[flang-commits] [flang] [flang][cuda] Add option to preserve global with no use for debug info (PR #192731)
Valentin Clement バレンタイン クレメン via flang-commits
flang-commits at lists.llvm.org
Fri Apr 17 13:55:23 PDT 2026
https://github.com/clementval updated https://github.com/llvm/llvm-project/pull/192731
>From 6da2e58f379515b494db5682829ca9e4941894ba Mon Sep 17 00:00:00 2001
From: Valentin Clement <clementval at gmail.com>
Date: Fri, 17 Apr 2026 13:31:32 -0700
Subject: [PATCH 1/2] [flang][cuda] Add option to preserve global with no use
for debug info
---
.../flang/Optimizer/Transforms/Passes.td | 5 ++++
.../Transforms/CUDA/CUFDeviceGlobal.cpp | 28 ++++++++++-------
flang/test/Fir/CUDA/cuda-device-global.f90 | 30 +++++++++++++++++++
3 files changed, 53 insertions(+), 10 deletions(-)
diff --git a/flang/include/flang/Optimizer/Transforms/Passes.td b/flang/include/flang/Optimizer/Transforms/Passes.td
index 71c9f7b62d2be..9ace5756e417a 100644
--- a/flang/include/flang/Optimizer/Transforms/Passes.td
+++ b/flang/include/flang/Optimizer/Transforms/Passes.td
@@ -512,6 +512,11 @@ def CUFDeviceGlobal :
let dependentDialects = [
"cuf::CUFDialect", "mlir::gpu::GPUDialect", "mlir::NVVM::NVVMDialect"
];
+ let options = [
+ Option<"skipDeadDeclares", "skip-dead-declares", "bool",
+ /*default=*/"true",
+ "Skip globals whose only use is a dead fir.declare">
+ ];
}
def CUFAddConstructor : Pass<"cuf-add-constructor", "mlir::ModuleOp"> {
diff --git a/flang/lib/Optimizer/Transforms/CUDA/CUFDeviceGlobal.cpp b/flang/lib/Optimizer/Transforms/CUDA/CUFDeviceGlobal.cpp
index 10682314567b9..a3c65ad8543df 100644
--- a/flang/lib/Optimizer/Transforms/CUDA/CUFDeviceGlobal.cpp
+++ b/flang/lib/Optimizer/Transforms/CUDA/CUFDeviceGlobal.cpp
@@ -12,6 +12,7 @@
#include "flang/Optimizer/Dialect/FIROps.h"

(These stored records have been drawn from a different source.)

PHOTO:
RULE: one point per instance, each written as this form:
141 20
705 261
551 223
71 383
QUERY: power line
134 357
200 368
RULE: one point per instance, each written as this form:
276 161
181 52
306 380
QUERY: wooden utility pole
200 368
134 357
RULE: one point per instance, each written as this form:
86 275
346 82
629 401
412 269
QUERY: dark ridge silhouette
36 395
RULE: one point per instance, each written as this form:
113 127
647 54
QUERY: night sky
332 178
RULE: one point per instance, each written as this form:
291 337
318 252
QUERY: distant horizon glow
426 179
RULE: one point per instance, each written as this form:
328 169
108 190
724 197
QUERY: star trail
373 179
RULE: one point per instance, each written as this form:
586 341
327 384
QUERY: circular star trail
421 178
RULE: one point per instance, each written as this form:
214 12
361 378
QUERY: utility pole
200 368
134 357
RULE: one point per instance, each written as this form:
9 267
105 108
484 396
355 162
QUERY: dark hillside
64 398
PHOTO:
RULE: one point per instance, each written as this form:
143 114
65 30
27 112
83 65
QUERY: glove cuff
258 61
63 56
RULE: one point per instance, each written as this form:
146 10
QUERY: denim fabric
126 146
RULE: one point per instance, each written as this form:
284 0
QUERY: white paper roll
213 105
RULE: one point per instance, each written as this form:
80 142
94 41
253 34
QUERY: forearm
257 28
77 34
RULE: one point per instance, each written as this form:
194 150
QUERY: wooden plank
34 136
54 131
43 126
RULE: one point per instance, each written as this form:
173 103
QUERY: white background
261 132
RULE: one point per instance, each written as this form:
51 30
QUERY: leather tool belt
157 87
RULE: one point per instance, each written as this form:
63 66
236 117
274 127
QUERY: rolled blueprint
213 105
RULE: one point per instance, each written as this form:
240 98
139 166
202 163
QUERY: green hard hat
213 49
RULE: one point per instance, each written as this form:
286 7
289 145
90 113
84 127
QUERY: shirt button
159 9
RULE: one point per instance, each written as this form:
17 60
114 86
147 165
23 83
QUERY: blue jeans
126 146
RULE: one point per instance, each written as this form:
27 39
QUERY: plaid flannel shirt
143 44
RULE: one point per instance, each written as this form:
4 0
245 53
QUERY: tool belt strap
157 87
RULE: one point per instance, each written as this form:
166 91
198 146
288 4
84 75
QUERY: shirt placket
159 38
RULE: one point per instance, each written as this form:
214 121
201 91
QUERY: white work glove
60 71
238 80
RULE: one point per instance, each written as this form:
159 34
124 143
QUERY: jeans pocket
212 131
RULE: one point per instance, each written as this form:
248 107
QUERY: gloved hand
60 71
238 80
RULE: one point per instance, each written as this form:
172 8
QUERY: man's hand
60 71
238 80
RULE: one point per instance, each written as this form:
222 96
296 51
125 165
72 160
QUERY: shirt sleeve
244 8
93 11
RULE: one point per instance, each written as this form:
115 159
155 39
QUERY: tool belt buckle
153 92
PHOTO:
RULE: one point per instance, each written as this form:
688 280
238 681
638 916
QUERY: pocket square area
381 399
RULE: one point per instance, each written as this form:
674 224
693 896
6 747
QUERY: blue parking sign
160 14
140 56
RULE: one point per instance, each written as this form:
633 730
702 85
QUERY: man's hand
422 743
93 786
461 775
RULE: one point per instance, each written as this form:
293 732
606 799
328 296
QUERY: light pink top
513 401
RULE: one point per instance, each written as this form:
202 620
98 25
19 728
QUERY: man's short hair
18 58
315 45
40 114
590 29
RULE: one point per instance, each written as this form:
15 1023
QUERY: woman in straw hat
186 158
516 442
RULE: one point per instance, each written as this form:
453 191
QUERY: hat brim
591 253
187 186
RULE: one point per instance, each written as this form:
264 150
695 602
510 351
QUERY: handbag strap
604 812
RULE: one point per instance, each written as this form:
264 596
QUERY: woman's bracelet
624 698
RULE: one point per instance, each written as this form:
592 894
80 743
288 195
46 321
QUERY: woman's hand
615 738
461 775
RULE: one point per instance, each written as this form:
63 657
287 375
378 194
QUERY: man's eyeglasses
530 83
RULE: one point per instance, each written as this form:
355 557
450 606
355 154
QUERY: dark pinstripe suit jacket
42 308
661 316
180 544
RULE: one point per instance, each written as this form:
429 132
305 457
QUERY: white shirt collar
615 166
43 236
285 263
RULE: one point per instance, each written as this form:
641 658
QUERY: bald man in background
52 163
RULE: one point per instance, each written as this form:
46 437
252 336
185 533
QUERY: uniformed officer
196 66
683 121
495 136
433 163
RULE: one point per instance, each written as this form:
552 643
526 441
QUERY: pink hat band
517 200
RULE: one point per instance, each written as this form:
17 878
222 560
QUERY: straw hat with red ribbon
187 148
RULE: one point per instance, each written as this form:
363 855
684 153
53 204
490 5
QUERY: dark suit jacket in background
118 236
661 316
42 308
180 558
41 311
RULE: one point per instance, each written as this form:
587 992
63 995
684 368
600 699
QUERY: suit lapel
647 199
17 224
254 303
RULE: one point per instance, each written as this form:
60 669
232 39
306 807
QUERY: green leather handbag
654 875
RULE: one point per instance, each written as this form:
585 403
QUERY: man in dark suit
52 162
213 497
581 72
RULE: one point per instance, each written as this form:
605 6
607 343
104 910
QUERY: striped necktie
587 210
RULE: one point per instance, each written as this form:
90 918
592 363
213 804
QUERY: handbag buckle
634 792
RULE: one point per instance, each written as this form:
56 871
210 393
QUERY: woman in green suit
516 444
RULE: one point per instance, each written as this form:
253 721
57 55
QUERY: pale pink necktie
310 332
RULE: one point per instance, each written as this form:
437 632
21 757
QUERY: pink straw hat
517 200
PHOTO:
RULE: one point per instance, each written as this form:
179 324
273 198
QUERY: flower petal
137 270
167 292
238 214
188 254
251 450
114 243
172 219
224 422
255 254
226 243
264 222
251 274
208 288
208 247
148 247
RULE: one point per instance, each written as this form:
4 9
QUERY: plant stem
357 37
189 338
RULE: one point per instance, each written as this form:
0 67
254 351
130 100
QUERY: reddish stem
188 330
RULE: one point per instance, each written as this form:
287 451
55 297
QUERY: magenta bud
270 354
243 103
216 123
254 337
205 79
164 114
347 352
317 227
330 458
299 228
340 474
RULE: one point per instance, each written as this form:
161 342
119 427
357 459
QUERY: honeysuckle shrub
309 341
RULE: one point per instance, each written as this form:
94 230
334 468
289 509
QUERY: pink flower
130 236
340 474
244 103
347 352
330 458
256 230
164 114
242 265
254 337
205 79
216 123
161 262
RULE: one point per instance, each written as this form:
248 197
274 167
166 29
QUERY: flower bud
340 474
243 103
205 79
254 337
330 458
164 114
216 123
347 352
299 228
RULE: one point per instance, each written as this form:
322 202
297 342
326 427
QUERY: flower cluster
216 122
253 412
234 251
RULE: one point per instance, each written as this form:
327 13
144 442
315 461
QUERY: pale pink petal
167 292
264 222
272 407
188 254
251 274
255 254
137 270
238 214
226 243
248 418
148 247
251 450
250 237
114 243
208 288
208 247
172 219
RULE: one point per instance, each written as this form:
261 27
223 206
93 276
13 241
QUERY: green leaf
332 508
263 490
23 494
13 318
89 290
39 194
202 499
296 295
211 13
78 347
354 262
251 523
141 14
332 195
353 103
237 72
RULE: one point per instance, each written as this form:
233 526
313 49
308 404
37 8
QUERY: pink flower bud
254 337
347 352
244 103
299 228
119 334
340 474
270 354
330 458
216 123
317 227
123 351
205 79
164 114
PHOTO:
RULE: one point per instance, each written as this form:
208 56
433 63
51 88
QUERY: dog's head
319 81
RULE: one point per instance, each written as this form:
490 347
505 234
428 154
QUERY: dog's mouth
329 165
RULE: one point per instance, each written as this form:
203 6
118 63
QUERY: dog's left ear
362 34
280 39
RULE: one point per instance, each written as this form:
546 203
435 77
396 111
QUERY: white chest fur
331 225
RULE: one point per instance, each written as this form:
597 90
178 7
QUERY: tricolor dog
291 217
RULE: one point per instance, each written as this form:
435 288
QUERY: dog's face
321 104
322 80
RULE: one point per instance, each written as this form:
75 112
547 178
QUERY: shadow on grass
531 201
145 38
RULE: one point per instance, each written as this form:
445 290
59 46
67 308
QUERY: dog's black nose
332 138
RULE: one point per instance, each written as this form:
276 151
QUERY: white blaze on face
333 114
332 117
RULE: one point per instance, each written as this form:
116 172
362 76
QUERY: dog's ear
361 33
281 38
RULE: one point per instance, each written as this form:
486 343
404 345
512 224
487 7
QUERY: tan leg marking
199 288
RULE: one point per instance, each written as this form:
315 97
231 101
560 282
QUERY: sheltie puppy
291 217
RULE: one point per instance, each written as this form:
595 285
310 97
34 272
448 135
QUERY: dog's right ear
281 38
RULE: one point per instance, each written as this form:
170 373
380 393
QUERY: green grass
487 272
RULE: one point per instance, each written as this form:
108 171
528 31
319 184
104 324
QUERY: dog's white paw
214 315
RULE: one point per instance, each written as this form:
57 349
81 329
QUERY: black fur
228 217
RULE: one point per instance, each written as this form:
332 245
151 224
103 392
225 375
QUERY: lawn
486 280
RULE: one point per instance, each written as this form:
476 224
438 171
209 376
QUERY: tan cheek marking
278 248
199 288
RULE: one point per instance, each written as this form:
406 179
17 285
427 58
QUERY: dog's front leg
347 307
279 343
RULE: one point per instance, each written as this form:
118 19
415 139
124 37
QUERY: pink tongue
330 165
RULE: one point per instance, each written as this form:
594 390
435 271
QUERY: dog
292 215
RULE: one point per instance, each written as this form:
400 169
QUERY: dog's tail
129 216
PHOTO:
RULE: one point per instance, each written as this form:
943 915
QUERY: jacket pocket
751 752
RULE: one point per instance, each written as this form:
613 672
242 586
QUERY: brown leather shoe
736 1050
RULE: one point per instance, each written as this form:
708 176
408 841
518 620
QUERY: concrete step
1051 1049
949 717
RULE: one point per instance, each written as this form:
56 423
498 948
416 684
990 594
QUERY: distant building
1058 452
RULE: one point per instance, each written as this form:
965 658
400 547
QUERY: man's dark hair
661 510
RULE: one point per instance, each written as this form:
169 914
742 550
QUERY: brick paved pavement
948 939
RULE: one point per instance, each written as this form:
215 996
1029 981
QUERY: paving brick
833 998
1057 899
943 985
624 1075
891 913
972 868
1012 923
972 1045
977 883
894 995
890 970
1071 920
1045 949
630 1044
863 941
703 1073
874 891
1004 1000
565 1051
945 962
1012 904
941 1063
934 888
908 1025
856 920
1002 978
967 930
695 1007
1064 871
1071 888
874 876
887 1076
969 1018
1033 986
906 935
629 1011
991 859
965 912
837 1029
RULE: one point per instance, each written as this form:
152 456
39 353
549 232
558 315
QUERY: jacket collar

#include "flang/Optimizer/HLFIR/HLFIROps.h"
#include "flang/Optimizer/Support/InternalNames.h"
+#include "flang/Optimizer/Transforms/Passes.h"
#include "flang/Runtime/CUDA/common.h"
#include "flang/Runtime/allocatable.h"
#include "flang/Support/Fortran.h"
@@ -31,10 +32,14 @@ namespace {
static void processAddrOfOp(fir::AddrOfOp addrOfOp,
mlir::SymbolTable &symbolTable,
llvm::DenseSet<fir::GlobalOp> &candidates,
- bool recurseInGlobal) {
+ bool recurseInGlobal,
+ bool skipDeadDeclares = true) {
- // Check if there is a real use of the global.
- if (addrOfOp.getOperation()->hasOneUse()) {
+ // Skip globals whose only reference is a dead fir.declare (no real uses).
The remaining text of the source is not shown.